4.2.2.4. Uninstalling the Linux Guest Additions

If you have a version of the Guest Additions installed on your virtual machine and wish to remove it without installing new ones, you can do so by inserting the Guest Additions CD image into the virtual CD-ROM drive as described above. Then run the installer for the current Guest Additions with the uninstall parameter from the path that the CD image is mounted on in the guest, as follows:

sh ./VBoxLinuxAdditions.run uninstall

While this will normally work without issues, you may need to do some manual cleanup of the guest in some cases, especially of the XFree86Config or xorg.conf file. In particular, if the Additions version installed or the guest operating system were very old, or if you made your own changes to the Guest Additions setup after you installed them.

You can uninstall the Additions as follows:

/opt/VBoxGuestAdditions-version/uninstall.sh

Replace /opt/VBoxGuestAdditions-version with the correct Guest Additions installation directory.

4.2.3. Guest Additions for Oracle Solaris

Like the Windows Guest Additions, the Oracle VM VirtualBox Guest Additions for Oracle Solaris take the form of a set of device drivers and system applications which may be installed in the guest operating system.

The following Oracle Solaris distributions are officially supported:

  • Oracle Solaris 11, including Oracle Solaris 11 Express

  • Oracle Solaris 10 4/08 and later

Other distributions may work if they are based on comparable software releases.
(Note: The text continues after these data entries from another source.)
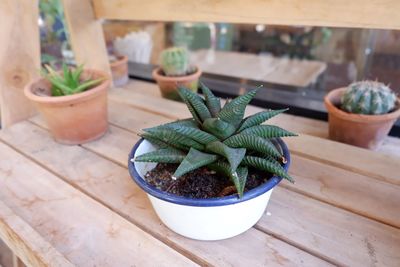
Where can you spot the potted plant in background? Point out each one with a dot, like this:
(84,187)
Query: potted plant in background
(119,69)
(175,70)
(210,177)
(362,114)
(73,103)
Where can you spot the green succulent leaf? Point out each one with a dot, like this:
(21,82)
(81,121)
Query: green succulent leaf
(233,112)
(213,103)
(196,134)
(253,142)
(259,118)
(174,139)
(267,165)
(195,102)
(239,177)
(219,128)
(233,155)
(69,82)
(193,160)
(88,84)
(267,131)
(190,122)
(154,140)
(164,155)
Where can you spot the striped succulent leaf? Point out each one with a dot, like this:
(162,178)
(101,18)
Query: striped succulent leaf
(213,103)
(253,142)
(238,178)
(194,133)
(268,131)
(196,102)
(233,112)
(267,165)
(193,160)
(164,155)
(259,118)
(218,127)
(219,139)
(233,155)
(174,139)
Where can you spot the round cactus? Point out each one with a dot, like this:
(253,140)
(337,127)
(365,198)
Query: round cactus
(369,98)
(175,61)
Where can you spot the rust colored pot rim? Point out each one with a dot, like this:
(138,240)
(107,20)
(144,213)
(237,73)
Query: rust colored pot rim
(158,76)
(360,118)
(120,60)
(61,100)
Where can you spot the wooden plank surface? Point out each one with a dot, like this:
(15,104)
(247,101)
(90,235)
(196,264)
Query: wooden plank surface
(111,184)
(5,255)
(314,237)
(19,58)
(26,242)
(336,13)
(86,35)
(81,229)
(265,68)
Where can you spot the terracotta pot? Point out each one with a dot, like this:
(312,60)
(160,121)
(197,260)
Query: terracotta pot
(119,70)
(72,119)
(168,84)
(366,131)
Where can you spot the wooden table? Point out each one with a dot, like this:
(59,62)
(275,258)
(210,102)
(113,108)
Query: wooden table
(264,68)
(77,205)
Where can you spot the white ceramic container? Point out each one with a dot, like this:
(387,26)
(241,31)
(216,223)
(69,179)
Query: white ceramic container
(204,219)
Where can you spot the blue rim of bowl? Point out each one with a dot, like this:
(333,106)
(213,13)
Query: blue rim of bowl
(210,202)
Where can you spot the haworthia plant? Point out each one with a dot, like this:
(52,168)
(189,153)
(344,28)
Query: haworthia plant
(219,138)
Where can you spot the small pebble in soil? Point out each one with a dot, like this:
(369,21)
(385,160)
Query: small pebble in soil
(200,183)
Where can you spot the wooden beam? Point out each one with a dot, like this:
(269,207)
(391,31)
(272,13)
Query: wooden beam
(19,57)
(335,13)
(26,243)
(86,35)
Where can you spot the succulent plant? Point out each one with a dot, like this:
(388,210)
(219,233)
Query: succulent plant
(175,61)
(69,82)
(368,97)
(218,138)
4.2.3.1. Installing the Oracle Solaris Guest Additions

The Oracle VM VirtualBox Guest Additions for Oracle Solaris are provided on the same ISO CD-ROM as the Additions for Windows and Linux. They come with an installation program that guides you through the setup process.

Installation involves the following steps:

  1. Mount the VBoxGuestAdditions.iso file as your Oracle Solaris guest's virtual CD-ROM drive, exactly the same way as described for a Windows guest in Section 4.2.1.1, “Installing the Windows Guest Additions”.
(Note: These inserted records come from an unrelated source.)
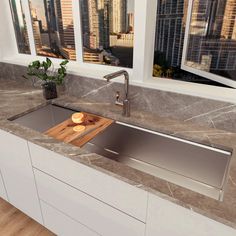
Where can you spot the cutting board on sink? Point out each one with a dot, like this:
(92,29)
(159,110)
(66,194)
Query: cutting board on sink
(93,125)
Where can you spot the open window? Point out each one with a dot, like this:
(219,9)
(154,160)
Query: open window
(210,40)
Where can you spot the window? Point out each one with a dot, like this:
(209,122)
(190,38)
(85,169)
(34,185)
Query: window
(108,31)
(211,43)
(53,30)
(195,40)
(21,33)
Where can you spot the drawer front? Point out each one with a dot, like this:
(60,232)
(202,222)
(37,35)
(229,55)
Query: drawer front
(18,176)
(90,212)
(167,218)
(108,189)
(61,224)
(2,189)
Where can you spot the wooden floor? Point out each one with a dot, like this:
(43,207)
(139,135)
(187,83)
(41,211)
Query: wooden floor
(15,223)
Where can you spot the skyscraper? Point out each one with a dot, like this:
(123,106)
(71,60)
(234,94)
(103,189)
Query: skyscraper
(67,23)
(211,45)
(118,16)
(213,48)
(36,29)
(170,29)
(95,23)
(20,26)
(229,22)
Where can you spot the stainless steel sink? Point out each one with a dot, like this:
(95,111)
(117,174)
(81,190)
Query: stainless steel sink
(191,165)
(44,118)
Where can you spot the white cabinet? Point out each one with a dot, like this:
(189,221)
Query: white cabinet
(3,193)
(114,192)
(18,175)
(168,219)
(94,214)
(63,225)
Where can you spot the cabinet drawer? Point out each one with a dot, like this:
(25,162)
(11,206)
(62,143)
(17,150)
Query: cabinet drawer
(61,224)
(18,176)
(108,189)
(90,212)
(167,218)
(2,189)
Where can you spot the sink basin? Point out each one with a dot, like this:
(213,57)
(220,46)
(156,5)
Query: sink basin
(191,165)
(44,118)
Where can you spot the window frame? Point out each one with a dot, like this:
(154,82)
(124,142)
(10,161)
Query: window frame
(144,41)
(208,75)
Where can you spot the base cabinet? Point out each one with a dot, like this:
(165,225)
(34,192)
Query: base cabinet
(3,193)
(62,225)
(169,219)
(17,174)
(88,211)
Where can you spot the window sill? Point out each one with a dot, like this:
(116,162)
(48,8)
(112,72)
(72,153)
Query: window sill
(98,71)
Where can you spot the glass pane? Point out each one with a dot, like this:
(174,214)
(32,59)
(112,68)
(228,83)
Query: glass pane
(53,28)
(108,31)
(18,18)
(212,37)
(169,41)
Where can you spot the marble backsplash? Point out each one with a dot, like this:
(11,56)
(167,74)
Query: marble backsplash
(189,109)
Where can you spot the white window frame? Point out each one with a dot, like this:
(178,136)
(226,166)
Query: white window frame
(144,41)
(202,73)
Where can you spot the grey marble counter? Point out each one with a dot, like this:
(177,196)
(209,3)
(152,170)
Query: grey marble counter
(17,98)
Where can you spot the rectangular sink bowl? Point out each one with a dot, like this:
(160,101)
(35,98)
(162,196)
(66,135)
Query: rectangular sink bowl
(194,166)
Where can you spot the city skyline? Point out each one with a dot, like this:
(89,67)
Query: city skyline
(212,36)
(53,28)
(20,28)
(107,31)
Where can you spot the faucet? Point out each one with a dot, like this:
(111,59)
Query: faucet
(126,103)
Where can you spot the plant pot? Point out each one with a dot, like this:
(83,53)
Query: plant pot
(49,90)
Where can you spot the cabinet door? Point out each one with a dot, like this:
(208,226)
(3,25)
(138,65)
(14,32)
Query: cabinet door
(167,218)
(108,189)
(2,189)
(18,175)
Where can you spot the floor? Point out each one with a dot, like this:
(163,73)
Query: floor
(15,223)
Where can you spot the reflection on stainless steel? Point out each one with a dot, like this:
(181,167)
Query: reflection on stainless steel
(126,102)
(44,118)
(197,167)
(194,166)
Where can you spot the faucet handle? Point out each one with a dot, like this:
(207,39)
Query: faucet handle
(117,96)
(118,102)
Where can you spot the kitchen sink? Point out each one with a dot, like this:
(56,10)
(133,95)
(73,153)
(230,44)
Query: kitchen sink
(198,167)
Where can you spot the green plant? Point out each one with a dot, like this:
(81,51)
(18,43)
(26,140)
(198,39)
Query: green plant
(45,71)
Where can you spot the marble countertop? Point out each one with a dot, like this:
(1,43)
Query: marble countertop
(17,98)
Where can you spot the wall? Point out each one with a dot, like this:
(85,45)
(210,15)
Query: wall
(206,112)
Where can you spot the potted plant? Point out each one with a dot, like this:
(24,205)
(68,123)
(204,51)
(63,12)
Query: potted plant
(49,76)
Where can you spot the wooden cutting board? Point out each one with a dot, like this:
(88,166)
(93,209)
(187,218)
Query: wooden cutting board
(93,126)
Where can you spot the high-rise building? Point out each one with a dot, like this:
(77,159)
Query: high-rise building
(229,22)
(130,22)
(212,48)
(211,45)
(170,29)
(118,16)
(36,28)
(95,23)
(20,26)
(67,23)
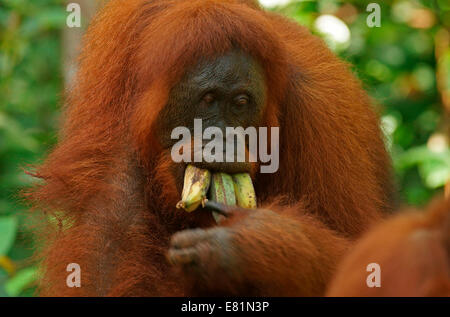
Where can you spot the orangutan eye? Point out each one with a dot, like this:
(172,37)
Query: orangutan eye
(209,98)
(242,100)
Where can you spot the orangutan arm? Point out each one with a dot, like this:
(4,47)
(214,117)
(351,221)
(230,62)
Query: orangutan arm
(260,253)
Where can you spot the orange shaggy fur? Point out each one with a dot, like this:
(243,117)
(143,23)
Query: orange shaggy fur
(413,251)
(111,183)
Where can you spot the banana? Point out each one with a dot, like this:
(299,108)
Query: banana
(195,187)
(245,192)
(222,191)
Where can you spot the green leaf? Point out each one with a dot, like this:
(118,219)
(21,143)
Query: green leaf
(22,280)
(8,228)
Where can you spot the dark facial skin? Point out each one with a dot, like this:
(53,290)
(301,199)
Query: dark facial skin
(228,91)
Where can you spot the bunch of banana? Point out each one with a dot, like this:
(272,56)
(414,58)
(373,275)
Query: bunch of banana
(227,189)
(195,187)
(222,191)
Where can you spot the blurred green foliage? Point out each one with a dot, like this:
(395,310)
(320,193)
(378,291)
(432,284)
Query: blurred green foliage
(396,63)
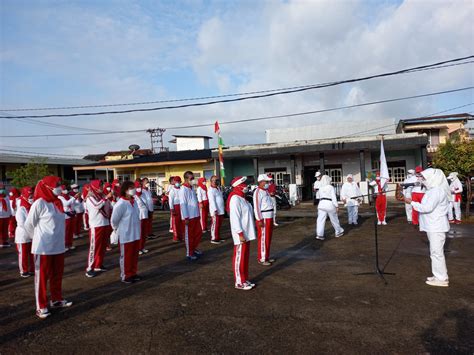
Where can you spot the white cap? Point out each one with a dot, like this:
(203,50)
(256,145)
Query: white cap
(264,177)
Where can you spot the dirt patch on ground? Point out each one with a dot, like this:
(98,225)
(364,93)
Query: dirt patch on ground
(309,301)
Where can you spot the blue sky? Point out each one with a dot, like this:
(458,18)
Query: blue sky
(60,53)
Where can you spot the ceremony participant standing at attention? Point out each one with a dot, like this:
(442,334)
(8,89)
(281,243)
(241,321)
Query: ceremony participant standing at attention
(23,239)
(410,179)
(352,197)
(243,231)
(216,209)
(190,216)
(13,196)
(100,210)
(175,209)
(203,200)
(140,199)
(126,223)
(263,209)
(433,213)
(456,191)
(47,225)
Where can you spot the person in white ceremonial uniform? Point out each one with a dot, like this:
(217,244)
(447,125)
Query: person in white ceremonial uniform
(351,196)
(327,206)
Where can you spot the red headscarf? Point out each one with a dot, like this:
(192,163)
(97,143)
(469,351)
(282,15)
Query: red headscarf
(44,190)
(26,192)
(202,183)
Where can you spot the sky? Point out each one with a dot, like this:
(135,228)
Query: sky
(73,53)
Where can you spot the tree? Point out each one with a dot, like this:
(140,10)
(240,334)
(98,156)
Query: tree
(457,154)
(31,173)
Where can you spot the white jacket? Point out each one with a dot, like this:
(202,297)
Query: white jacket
(189,203)
(262,204)
(48,227)
(21,235)
(126,221)
(433,211)
(241,219)
(96,218)
(216,201)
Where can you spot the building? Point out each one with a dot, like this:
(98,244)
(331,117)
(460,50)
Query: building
(438,128)
(297,162)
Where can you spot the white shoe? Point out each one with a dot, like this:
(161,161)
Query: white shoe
(437,283)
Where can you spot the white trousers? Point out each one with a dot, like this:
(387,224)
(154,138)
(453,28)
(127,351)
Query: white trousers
(438,262)
(352,214)
(457,210)
(409,211)
(321,222)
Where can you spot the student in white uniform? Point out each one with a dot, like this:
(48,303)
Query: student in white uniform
(243,231)
(433,218)
(327,207)
(125,222)
(352,197)
(46,223)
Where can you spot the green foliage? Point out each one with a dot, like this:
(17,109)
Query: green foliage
(31,173)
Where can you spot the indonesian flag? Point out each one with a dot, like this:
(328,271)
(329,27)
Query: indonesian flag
(384,176)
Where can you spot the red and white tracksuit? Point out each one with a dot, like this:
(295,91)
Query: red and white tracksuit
(190,215)
(125,221)
(263,209)
(241,224)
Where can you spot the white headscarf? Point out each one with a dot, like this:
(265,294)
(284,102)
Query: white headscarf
(436,178)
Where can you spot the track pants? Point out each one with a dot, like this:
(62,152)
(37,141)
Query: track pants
(438,262)
(177,223)
(240,262)
(192,235)
(216,222)
(321,222)
(416,197)
(264,236)
(352,214)
(98,239)
(129,259)
(204,214)
(4,230)
(48,268)
(26,261)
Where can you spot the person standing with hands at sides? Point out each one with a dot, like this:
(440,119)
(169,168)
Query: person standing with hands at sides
(190,217)
(143,209)
(5,214)
(433,212)
(351,196)
(216,209)
(100,210)
(22,238)
(175,209)
(263,209)
(243,231)
(126,224)
(456,191)
(327,207)
(203,200)
(47,225)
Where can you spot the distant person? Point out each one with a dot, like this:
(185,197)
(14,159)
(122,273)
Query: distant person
(456,191)
(47,224)
(327,206)
(433,213)
(126,225)
(243,231)
(23,239)
(352,198)
(216,209)
(190,216)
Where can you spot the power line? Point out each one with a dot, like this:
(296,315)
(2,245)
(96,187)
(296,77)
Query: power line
(250,119)
(259,96)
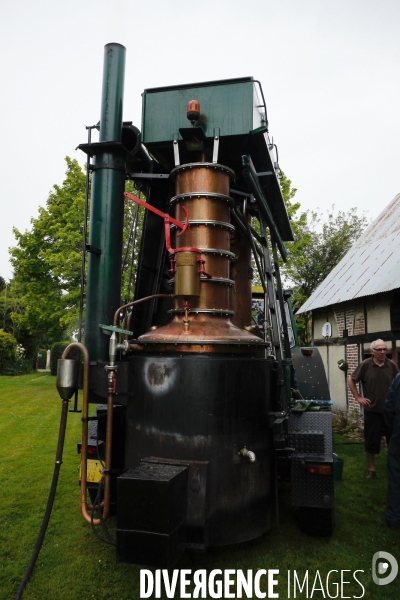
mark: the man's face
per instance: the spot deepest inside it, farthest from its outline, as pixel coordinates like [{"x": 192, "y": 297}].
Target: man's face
[{"x": 379, "y": 352}]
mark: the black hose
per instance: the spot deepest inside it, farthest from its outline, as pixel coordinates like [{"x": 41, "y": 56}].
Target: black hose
[{"x": 50, "y": 501}]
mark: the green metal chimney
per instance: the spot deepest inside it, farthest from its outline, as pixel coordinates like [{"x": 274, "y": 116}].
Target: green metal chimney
[{"x": 106, "y": 209}]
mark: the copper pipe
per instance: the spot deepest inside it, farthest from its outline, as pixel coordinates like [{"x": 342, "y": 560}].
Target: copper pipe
[{"x": 117, "y": 312}]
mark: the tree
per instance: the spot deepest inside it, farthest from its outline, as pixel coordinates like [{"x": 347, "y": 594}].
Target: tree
[{"x": 47, "y": 260}]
    If the CD-ROM drive on the guest does not get mounted, as seen with some versions of Oracle Solaris 10, run the following command as root:

    svcadm restart volfs
  2. Change to the directory where your CD-ROM drive is mounted and run the following command as root:

    pkgadd -G -d ./VBoxSolarisAdditions.pkg
  3. Choose 1 and confirm installation of the Guest Additions package. After the installation is complete, log out and log in to X server on your guest, to activate the X11 Guest Additions.

4.2.3.2. Uninstalling the Oracle Solaris Guest Additions

The Oracle Solaris Guest Additions can be safely removed by removing the package from the guest. Open a root terminal session and run the following command:

pkgrm SUNWvboxguest

4.2.3.3. Updating the Oracle Solaris Guest Additions

The Guest Additions should be updated by first uninstalling the existing Guest Additions and then installing the new ones. Attempting to install new Guest Additions without removing the existing ones is not possible.

4.2.4. Guest Additions for OS/2

Oracle VM VirtualBox also ships with a set of drivers that improve running OS/2 in a virtual machine. Due to restrictions of OS/2 itself, this variant of the Guest Additions has a limited feature set. See Known Limitations for details.

The OS/2 Guest Additions are provided on the same ISO CD-ROM as those for the other platforms. Mount the ISO in OS/2 as described previously. The OS/2 Guest Additions are located in the directory \OS2.

We do not provide an automatic installer at this time. See the readme.txt file in the CD-ROM directory, which describes how to install the OS/2 Guest Additions manually.